First it was Nancy in her own words. Now how about Robert in his own words? Time to choose your side.




Here is an excerpt from my second book in an interview with Robert Lucas. Here I ask about the distribution of income and poverty. Nancy said she wanted all incomes equalized. Here is what Lucas says. He even mentions immigration and trade. You choose.


Randall Parker: I asked all the economists of the interwar generation this because it is a question I am deeply interested in and now I want to ask you. Can poverty and the distribution of income be correctly viewed as separate?

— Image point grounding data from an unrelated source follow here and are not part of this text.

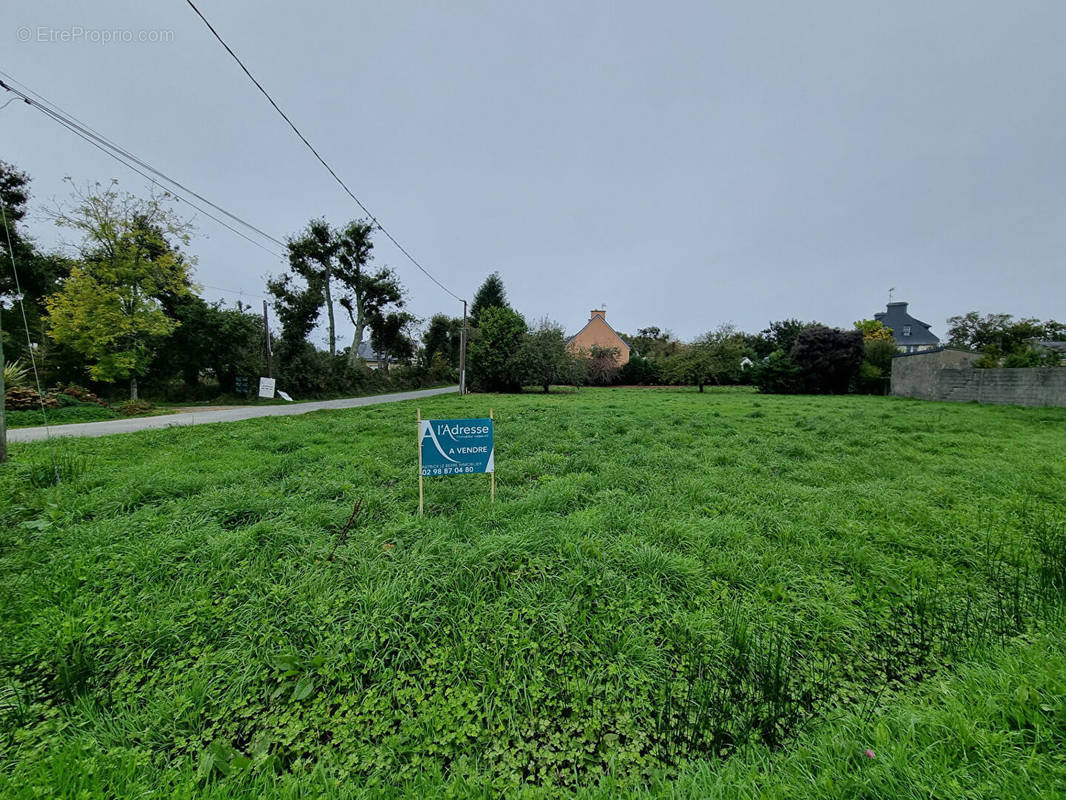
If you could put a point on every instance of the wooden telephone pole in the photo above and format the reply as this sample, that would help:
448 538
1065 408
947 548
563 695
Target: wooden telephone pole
463 353
270 355
3 425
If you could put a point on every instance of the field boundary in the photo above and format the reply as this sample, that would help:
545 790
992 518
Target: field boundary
110 427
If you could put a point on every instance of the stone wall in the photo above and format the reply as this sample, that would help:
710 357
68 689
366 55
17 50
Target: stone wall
917 374
946 374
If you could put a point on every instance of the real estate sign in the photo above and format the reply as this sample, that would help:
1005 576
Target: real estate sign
456 446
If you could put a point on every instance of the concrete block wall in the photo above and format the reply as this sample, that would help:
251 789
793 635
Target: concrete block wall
927 377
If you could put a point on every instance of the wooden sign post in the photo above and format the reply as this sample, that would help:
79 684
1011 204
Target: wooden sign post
420 496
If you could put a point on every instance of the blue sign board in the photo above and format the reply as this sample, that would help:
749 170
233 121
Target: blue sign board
456 446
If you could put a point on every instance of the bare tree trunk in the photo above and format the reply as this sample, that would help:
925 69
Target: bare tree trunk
333 328
360 329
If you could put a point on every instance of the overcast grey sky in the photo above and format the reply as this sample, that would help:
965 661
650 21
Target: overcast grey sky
687 163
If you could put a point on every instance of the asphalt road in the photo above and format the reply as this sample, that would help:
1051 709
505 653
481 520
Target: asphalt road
206 417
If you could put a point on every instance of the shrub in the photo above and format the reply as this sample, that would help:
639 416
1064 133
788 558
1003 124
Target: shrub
829 358
22 398
135 406
640 371
601 366
15 373
777 374
495 362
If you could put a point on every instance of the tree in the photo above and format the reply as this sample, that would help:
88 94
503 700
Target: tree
38 273
312 256
714 357
211 339
544 355
109 307
876 366
829 358
491 294
323 256
782 334
494 355
652 342
1002 338
778 374
640 371
442 339
390 335
369 296
601 366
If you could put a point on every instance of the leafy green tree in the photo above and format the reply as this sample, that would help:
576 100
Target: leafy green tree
109 307
829 358
211 340
390 335
544 355
38 273
369 296
782 334
641 371
652 342
442 338
600 366
714 357
327 266
778 374
495 363
1003 339
490 294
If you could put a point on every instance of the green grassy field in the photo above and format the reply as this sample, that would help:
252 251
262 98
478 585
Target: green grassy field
675 594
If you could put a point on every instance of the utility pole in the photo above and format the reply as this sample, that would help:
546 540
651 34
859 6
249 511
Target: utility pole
3 425
270 355
463 353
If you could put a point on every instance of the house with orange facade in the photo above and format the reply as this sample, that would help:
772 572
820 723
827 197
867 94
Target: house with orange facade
598 333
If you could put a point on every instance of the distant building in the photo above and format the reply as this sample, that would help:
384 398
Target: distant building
1048 346
598 333
373 358
911 335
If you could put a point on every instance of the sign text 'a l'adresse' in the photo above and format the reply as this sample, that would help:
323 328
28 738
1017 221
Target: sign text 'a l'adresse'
456 446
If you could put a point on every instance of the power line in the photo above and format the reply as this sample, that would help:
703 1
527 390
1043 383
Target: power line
316 154
125 157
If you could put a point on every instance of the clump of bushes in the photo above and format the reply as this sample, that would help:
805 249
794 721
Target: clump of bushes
23 398
134 408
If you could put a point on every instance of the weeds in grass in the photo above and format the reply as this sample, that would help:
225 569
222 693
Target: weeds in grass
58 467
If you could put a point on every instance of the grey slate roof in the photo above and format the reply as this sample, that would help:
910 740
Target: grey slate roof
1048 345
369 354
897 318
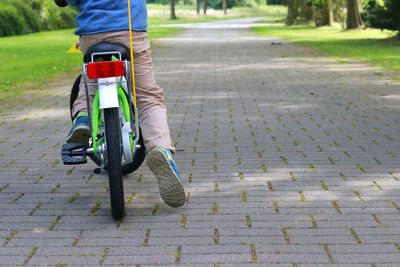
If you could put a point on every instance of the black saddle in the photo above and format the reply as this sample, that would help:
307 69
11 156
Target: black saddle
106 47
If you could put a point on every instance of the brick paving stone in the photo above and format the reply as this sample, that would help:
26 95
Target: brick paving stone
289 158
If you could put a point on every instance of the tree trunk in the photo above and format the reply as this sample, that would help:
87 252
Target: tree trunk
224 6
327 13
198 7
292 12
172 9
353 15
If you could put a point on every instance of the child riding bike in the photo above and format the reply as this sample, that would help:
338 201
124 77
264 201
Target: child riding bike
106 21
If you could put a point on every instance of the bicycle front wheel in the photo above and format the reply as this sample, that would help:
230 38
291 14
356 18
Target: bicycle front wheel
112 130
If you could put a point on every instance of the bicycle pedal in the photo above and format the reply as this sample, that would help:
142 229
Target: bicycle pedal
74 154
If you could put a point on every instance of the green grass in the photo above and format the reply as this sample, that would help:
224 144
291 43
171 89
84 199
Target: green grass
31 59
188 12
379 48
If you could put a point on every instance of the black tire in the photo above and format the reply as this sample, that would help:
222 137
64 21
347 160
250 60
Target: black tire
112 127
140 153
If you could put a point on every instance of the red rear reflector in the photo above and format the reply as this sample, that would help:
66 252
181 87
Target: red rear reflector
105 69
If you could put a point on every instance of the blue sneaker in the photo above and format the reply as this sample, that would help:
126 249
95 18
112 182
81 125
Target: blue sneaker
161 163
80 130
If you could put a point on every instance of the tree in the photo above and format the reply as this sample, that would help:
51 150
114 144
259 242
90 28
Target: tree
353 15
293 12
172 9
198 7
385 16
327 13
224 6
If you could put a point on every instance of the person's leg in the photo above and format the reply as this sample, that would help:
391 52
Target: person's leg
153 122
150 97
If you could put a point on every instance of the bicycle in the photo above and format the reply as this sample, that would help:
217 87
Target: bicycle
116 144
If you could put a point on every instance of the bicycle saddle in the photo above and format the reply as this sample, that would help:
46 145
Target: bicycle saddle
103 48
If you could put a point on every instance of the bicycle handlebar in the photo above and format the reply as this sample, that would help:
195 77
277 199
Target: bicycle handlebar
61 3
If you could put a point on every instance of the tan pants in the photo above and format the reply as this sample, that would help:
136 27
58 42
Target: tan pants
150 97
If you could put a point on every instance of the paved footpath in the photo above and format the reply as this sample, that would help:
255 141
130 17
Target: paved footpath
290 159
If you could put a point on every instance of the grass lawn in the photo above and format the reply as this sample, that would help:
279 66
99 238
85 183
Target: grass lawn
370 45
33 58
29 60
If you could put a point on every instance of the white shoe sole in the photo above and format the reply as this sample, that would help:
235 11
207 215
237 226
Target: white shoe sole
171 189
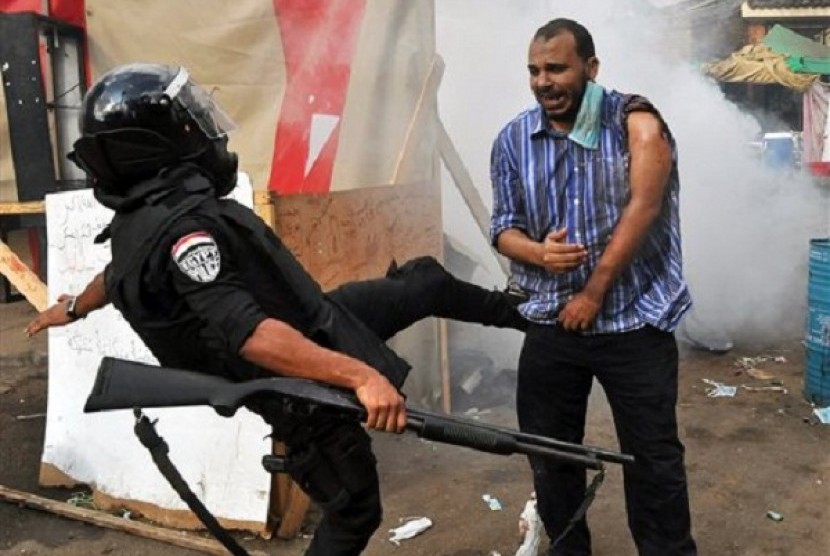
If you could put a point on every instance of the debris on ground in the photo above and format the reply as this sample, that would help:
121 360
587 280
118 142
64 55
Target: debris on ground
530 525
409 529
492 502
823 414
764 388
775 516
719 390
82 500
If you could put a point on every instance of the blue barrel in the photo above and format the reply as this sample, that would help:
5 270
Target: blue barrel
817 364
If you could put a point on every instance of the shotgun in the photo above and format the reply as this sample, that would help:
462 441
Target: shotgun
122 384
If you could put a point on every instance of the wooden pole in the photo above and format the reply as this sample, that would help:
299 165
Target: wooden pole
429 92
101 519
464 183
22 278
23 207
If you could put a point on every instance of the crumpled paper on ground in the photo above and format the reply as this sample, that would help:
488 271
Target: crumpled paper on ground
719 390
823 414
409 530
530 525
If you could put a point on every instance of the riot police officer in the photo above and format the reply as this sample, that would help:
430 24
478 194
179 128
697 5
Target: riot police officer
209 287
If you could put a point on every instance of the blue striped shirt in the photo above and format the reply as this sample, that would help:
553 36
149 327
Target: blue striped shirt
543 181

Robert Lucas: Well if you mean by poverty an absolute, the living standard has just grown enormously in the United States. Certainly in the post-war period it has been a rather smooth 2 percent per year growth in average living standards. So when people say that poverty isn’t changing, to say that you have got to keep raising the standard of what you mean to be out of poverty over time. Certainly if you define poverty as anyone would have, say, in 1948, there are damn few people left in that situation now in 2005. We care about it but I think the focus on distribution tends to distort the analysis of economic policy. It leads us to think the only way you make me better is by making you worse off, that there’s some kind of a zero-sum aspect to it. All (Lucas raises his voice and stretches out the word all) the lessons of economics since the industrial revolution have run against this idea of a zero-sum game. People are worried about China and India growing now. We’ve gained enormously during the periods where we have been most open, with immigrants coming from abroad and we are buying from abroad. We have always tried somehow to get low-income people around the world, let them get rich selling to us. Whether they come over here and work in plants like the Poles, the Italians and the Jews did 100 years ago or we go abroad and buy from people. It doesn’t make a hell of a lot of difference. The thing is Americans gained too, we all gained enormously during those periods. The fastest periods of growth for the United States have been periods of rapid immigration and openness to trade.